2.2   Link key extraction
The goal of link key extraction is, given two data sets, to find which link keys
hold.
     Key-based data interlinking requires to have pairs of keys related by align-
ment (or schema mapping). Keys are either given or extracted from the data.
Key extraction (and more generally functional dependencies discovery) has been
addressed both in databases [24,14] and in the semantic web [3,20]. Systems
for data interlinking from keys [20] can only extract a specific (strong) kind of
in-link keys, which may not be the best candidates.
     In [1], we have proposed to discover directly in-link keys between two classes
from two data sets. The proposed algorithm does not require an initial alignment
between properties of both data sets and also avoids the generation of keys that
are specific to only one data set. It may be decomposed in two distinct steps:
(i ) identifying link key candidates, i.e. maximal link key expressions that would
generate at least one link if used as a link key, followed by (ii ) selecting the best
link key candidate according to quality measures. To select the best link key
candidate, we have introduced two sets of measures.

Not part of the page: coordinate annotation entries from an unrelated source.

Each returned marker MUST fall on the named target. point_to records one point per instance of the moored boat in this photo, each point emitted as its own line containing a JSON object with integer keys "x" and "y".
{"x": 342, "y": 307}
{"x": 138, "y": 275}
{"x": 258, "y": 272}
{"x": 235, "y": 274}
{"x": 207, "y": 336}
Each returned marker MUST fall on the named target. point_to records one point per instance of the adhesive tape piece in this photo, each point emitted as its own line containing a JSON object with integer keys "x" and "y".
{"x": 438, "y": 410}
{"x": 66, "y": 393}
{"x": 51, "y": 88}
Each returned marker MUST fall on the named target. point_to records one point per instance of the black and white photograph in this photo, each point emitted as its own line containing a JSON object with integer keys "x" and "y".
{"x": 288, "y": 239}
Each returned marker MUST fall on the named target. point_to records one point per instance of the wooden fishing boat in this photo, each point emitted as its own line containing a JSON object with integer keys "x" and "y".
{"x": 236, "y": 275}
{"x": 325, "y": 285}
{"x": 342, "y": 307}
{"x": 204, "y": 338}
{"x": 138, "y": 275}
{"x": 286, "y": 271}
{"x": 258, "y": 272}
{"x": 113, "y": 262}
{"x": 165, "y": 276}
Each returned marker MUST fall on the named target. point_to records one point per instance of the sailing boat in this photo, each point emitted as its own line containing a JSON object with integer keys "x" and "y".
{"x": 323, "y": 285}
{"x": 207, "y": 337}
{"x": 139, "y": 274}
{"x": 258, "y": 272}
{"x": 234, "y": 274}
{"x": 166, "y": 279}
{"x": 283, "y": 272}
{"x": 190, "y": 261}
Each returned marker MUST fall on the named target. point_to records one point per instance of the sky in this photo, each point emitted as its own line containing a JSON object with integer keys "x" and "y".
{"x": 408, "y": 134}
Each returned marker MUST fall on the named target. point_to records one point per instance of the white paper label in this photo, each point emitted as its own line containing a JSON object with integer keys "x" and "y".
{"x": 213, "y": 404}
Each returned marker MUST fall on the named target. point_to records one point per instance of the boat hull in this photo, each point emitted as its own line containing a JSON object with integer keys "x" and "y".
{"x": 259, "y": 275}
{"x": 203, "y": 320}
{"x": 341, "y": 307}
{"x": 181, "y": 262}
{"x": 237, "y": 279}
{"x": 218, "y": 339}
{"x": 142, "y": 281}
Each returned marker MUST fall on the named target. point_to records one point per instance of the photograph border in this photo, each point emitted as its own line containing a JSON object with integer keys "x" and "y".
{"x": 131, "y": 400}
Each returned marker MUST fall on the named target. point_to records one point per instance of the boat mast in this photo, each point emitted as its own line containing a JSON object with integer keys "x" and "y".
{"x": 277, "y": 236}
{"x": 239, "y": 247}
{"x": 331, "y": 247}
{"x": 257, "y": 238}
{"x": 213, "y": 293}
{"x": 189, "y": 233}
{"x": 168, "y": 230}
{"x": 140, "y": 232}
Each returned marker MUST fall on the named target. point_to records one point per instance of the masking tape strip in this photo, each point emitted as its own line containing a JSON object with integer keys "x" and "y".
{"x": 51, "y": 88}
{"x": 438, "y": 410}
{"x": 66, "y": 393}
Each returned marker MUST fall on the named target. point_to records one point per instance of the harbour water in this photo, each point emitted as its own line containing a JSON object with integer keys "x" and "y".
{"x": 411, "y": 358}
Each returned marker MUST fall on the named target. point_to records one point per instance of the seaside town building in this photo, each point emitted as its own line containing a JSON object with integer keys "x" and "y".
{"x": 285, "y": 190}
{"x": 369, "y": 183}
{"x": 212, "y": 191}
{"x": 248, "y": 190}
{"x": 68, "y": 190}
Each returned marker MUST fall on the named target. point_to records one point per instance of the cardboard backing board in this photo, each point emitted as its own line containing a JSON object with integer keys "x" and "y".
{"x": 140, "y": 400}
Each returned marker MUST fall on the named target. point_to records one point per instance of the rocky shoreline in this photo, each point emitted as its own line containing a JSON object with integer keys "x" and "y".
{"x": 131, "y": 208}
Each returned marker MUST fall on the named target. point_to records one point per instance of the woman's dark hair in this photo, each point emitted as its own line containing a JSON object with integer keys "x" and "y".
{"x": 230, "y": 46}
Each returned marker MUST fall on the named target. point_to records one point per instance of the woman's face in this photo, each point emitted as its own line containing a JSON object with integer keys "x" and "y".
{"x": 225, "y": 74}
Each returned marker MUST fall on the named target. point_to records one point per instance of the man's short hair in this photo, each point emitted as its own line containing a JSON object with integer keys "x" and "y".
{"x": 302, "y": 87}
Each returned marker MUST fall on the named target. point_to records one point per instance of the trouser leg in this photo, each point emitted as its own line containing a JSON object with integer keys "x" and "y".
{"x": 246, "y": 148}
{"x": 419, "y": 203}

     The purpose of this work is to reformulate Step (i) within the framework of
formal concept analysis and to extend it towards dependent link key expressions.


3     Link key candidate extraction and formal concept
      analysis
The presented paper [2] aims at performing link key extraction through using
Formal Concept Analysis (FCA). We thus first briefly introduce it. Then we
summarize our previous work relating link key extraction algorithms and FCA.
We finally present the full reformulation of link key extraction within FCA.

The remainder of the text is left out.